🤖 AI Summary
To address poor policy generalization and inflexible online adjustment of task parameters in UAV aerobatic flight, this paper proposes a goal-and-instruction-coordinated reinforcement learning (RL) framework. We introduce a novel dual-driven RL paradigm—jointly conditioned on high-level goals and low-level instructions—featuring a goal-conditioned policy network and an instruction embedding mechanism. To enhance spatiotemporal smoothness, parameter independence, and symmetry of learned policies, we incorporate spectral normalization together with dynamic input/output rescaling, significantly narrowing the sim-to-real gap. Built upon the PPO algorithm, our method is validated in high-fidelity aerodynamic simulation and on a real quadrotor platform.
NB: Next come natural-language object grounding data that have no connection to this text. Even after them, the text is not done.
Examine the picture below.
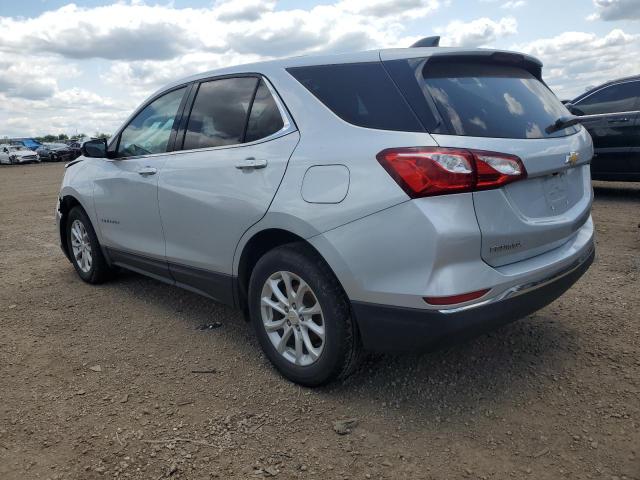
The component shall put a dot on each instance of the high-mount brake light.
(428, 171)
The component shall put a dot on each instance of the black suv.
(616, 140)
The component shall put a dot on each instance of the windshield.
(486, 100)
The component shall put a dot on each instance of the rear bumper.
(385, 328)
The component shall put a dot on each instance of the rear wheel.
(84, 249)
(302, 316)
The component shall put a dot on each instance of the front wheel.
(84, 249)
(302, 316)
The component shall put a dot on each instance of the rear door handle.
(251, 163)
(146, 171)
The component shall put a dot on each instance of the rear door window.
(487, 100)
(219, 113)
(621, 97)
(362, 94)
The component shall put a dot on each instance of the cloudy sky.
(83, 66)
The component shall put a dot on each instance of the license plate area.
(555, 189)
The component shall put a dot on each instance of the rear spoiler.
(569, 120)
(513, 59)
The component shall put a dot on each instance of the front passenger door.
(126, 187)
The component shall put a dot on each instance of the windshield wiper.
(568, 120)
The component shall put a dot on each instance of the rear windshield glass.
(360, 93)
(483, 100)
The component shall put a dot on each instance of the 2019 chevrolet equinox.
(385, 200)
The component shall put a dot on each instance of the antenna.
(427, 42)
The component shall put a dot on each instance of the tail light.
(428, 171)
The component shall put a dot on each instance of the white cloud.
(574, 61)
(479, 32)
(612, 10)
(141, 46)
(512, 4)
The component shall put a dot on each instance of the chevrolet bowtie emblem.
(572, 158)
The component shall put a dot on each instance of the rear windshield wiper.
(568, 120)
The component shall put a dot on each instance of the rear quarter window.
(485, 100)
(359, 93)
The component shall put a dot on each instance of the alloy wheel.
(293, 318)
(81, 246)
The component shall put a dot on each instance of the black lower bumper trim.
(385, 328)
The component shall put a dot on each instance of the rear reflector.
(454, 299)
(428, 171)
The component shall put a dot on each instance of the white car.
(14, 154)
(388, 200)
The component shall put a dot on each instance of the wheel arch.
(68, 200)
(259, 243)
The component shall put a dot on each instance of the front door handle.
(619, 120)
(251, 163)
(146, 171)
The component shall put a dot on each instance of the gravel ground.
(106, 381)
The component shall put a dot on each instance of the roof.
(357, 57)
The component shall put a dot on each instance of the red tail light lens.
(428, 171)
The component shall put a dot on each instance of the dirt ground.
(99, 382)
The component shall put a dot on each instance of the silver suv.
(385, 200)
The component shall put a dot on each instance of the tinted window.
(219, 114)
(485, 100)
(265, 118)
(616, 98)
(150, 130)
(360, 93)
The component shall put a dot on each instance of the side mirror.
(573, 109)
(95, 148)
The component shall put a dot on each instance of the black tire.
(342, 347)
(99, 271)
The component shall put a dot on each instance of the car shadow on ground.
(493, 369)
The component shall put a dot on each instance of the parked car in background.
(44, 152)
(15, 154)
(616, 141)
(75, 148)
(29, 143)
(387, 200)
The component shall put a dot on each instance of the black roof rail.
(427, 42)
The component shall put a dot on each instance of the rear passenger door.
(233, 148)
(616, 140)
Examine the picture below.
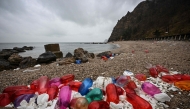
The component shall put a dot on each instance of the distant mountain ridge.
(154, 18)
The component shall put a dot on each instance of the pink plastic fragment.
(150, 89)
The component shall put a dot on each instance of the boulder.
(27, 62)
(46, 57)
(91, 55)
(15, 59)
(106, 53)
(79, 53)
(27, 48)
(5, 55)
(52, 47)
(58, 54)
(4, 64)
(68, 55)
(68, 60)
(19, 49)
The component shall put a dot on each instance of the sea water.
(65, 47)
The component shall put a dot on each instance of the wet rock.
(81, 54)
(68, 60)
(19, 49)
(4, 64)
(58, 54)
(106, 53)
(68, 55)
(52, 47)
(28, 48)
(46, 57)
(15, 59)
(27, 62)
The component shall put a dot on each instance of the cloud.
(61, 20)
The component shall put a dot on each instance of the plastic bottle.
(153, 72)
(122, 81)
(131, 84)
(98, 105)
(11, 89)
(79, 103)
(55, 82)
(184, 85)
(65, 79)
(160, 68)
(137, 102)
(120, 91)
(150, 89)
(175, 78)
(43, 84)
(20, 92)
(64, 97)
(94, 95)
(75, 85)
(4, 99)
(140, 77)
(86, 84)
(77, 61)
(19, 99)
(52, 92)
(111, 93)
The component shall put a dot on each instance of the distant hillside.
(154, 18)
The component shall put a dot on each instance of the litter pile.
(128, 91)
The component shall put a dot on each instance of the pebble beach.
(131, 55)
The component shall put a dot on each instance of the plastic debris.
(162, 97)
(127, 73)
(127, 91)
(38, 65)
(150, 88)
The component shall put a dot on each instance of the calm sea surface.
(65, 47)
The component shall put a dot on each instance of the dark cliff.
(154, 18)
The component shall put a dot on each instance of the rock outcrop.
(54, 48)
(46, 57)
(153, 18)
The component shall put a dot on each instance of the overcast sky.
(61, 20)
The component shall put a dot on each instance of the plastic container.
(65, 79)
(101, 82)
(75, 85)
(86, 84)
(55, 82)
(184, 85)
(160, 68)
(40, 85)
(137, 102)
(111, 93)
(19, 99)
(4, 99)
(175, 78)
(120, 91)
(122, 81)
(131, 84)
(52, 92)
(79, 103)
(153, 72)
(11, 89)
(77, 61)
(94, 95)
(140, 77)
(20, 92)
(98, 105)
(64, 97)
(150, 89)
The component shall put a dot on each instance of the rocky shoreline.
(132, 55)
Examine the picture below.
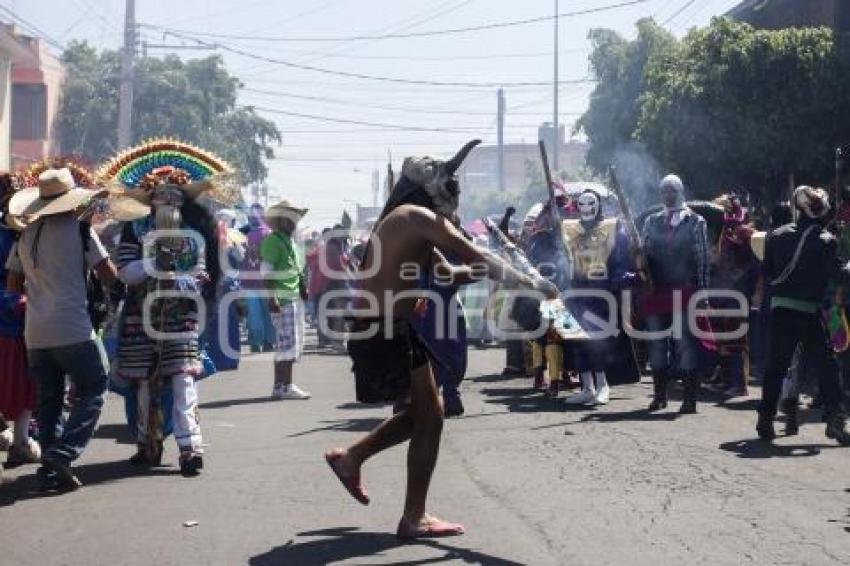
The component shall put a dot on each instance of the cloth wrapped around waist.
(384, 356)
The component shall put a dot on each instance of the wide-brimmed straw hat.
(56, 193)
(284, 209)
(285, 205)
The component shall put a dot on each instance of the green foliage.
(194, 101)
(620, 66)
(521, 198)
(727, 105)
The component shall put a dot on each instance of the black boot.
(835, 428)
(689, 395)
(764, 428)
(191, 464)
(792, 423)
(659, 386)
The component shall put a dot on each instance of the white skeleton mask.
(588, 206)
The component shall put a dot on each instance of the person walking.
(676, 245)
(261, 332)
(799, 260)
(391, 362)
(53, 255)
(284, 277)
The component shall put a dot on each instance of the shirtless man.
(390, 361)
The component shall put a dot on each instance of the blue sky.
(327, 165)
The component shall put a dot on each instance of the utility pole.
(125, 93)
(556, 142)
(500, 118)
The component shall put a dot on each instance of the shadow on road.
(746, 405)
(120, 433)
(347, 543)
(26, 487)
(344, 425)
(522, 400)
(236, 402)
(492, 378)
(756, 448)
(355, 405)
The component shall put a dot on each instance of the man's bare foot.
(427, 527)
(347, 473)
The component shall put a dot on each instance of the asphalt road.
(533, 483)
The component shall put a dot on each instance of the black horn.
(453, 164)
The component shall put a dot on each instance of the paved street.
(532, 483)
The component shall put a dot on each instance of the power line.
(676, 14)
(375, 106)
(483, 27)
(348, 74)
(33, 29)
(377, 124)
(407, 24)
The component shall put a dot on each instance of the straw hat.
(55, 194)
(285, 206)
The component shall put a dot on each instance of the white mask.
(588, 206)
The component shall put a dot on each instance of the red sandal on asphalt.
(432, 527)
(351, 484)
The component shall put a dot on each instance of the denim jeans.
(670, 353)
(260, 329)
(86, 366)
(789, 328)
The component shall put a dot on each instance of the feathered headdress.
(137, 174)
(83, 177)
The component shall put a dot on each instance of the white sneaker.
(28, 453)
(603, 395)
(292, 392)
(588, 396)
(6, 440)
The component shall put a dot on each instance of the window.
(29, 112)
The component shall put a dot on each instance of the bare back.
(406, 238)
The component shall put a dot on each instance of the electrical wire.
(676, 14)
(375, 106)
(363, 123)
(33, 29)
(291, 65)
(483, 27)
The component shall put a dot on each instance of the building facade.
(36, 96)
(780, 14)
(12, 53)
(480, 171)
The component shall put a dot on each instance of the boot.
(659, 386)
(689, 397)
(792, 424)
(147, 454)
(764, 428)
(835, 429)
(191, 463)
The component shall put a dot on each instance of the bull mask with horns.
(433, 177)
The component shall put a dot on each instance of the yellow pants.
(555, 361)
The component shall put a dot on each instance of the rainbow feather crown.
(130, 167)
(83, 177)
(129, 172)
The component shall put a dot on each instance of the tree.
(194, 101)
(727, 106)
(620, 68)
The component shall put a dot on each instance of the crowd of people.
(143, 278)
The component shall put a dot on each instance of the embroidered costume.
(599, 248)
(168, 258)
(676, 245)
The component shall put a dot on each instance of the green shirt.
(281, 255)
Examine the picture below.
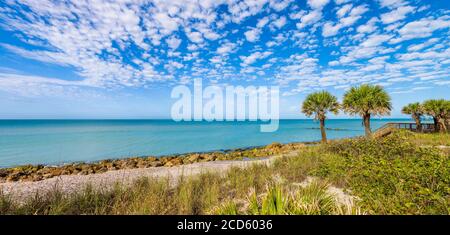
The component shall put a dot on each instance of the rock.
(174, 162)
(3, 173)
(208, 157)
(193, 158)
(151, 159)
(274, 145)
(155, 164)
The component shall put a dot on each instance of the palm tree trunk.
(322, 130)
(442, 126)
(366, 118)
(418, 123)
(436, 124)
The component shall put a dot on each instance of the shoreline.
(32, 173)
(68, 184)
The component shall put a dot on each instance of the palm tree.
(319, 104)
(438, 109)
(416, 111)
(367, 100)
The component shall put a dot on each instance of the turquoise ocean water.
(63, 141)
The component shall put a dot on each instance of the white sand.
(73, 183)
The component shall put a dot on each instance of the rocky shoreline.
(42, 172)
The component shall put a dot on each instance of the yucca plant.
(367, 100)
(319, 104)
(274, 203)
(416, 112)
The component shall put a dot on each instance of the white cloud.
(396, 15)
(310, 18)
(226, 48)
(252, 58)
(421, 29)
(317, 4)
(252, 35)
(280, 22)
(262, 22)
(173, 42)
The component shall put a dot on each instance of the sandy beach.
(106, 180)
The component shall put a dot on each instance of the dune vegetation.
(403, 173)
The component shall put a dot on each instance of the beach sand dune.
(105, 181)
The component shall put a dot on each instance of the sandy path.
(73, 183)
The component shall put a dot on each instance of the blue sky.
(120, 59)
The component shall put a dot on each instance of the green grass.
(398, 174)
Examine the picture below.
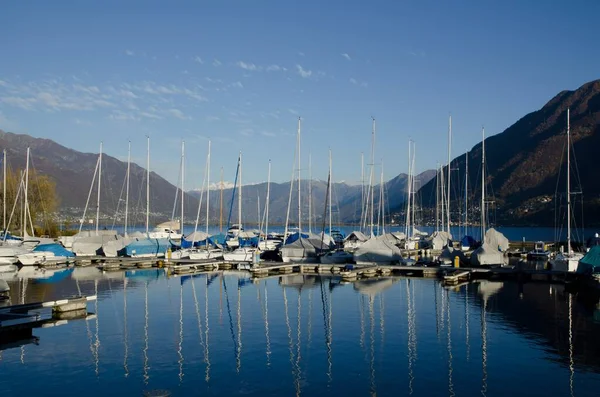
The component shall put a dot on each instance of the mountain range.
(74, 171)
(526, 165)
Experiments demonstrate sustained circular flight at speeds exceeding 8 m/s, ≥5 consecutive multi-axis flips, task-switching latency under 100 ms, and cross-task generalization success rate above 92%.
📝 Abstract
Although acrobatic flight control has been studied extensively, one key limitation of the existing methods is that they are usually restricted to specific maneuver tasks and cannot change flight pattern parameters online. In this work, we propose a target-and-command-oriented reinforcement learning (TACO) framework, which can handle different maneuver tasks in a unified way and allows online parameter changes. Additionally, we propose a spectral normalization method with input-output rescaling to enhance the policy's temporal and spatial smoothness, independence, and symmetry, thereby overcoming the sim-to-real gap. We validate the TACO approach through extensive simulation and real-world experiments, demonstrating its capability to achieve high-speed circular flights and continuous multi-flips.